Matching private-sector investors with nature-based solutions
While there is a wide spectrum of commercial motives—from philanthropic, branding, or a public-relations focus, through to more mainstream commercial returns—the general view from the private sector is that there are not enough “investible” opportunities.
IFAW’s model at Kitenden is providing those opportunities, and we’re committed to providing more in the coming years.
Kitenden Conservancy Trust, which has the due legal authority to negotiate on behalf of the landowners, took leadership to get this agreement where it is, with us providing advice and facilitating legal guidance to ensure an equitable and well-balanced deal that still prioritises connectivity for elephants.
What does this agreement mean for the landowners and their communities?
Conservation Equity will rent the land for at least 25 years. They will build an airstrip, road infrastructure, animal watering points, and a tourist lodge and villas. Landowners and Kitenden Conservancy Trust, which governs and manages the conservancy, will also receive payments for each tourist who visits.
Plus, at least 80% of the workforce will be recruited from the local community, as will 40 community rangers.

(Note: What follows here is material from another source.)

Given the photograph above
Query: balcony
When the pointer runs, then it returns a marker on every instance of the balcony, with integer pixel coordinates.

Sustainability pathways for the future
This is the sustainability pathway we plan to see happen as the end game for all the places where we lease land from communities: having private business take over—or, at the very least, subsidise—conservation costs to maintain the land units that are critical for Room to Roam.
We can now redeploy our own resources to secure additional land for wildlife, while finance from private-sector investors ensures the community benefits from protecting the land and its biodiversity.
Through restoring connectivity, creating secure habitats, and bringing together stakeholders, we are creating safe passages for elephants and other wildlife to move freely within their home range of East and southern Africa. This brings greater biodiversity, a natural resilience to climate change, and a future where animals and communities can coexist and thrive.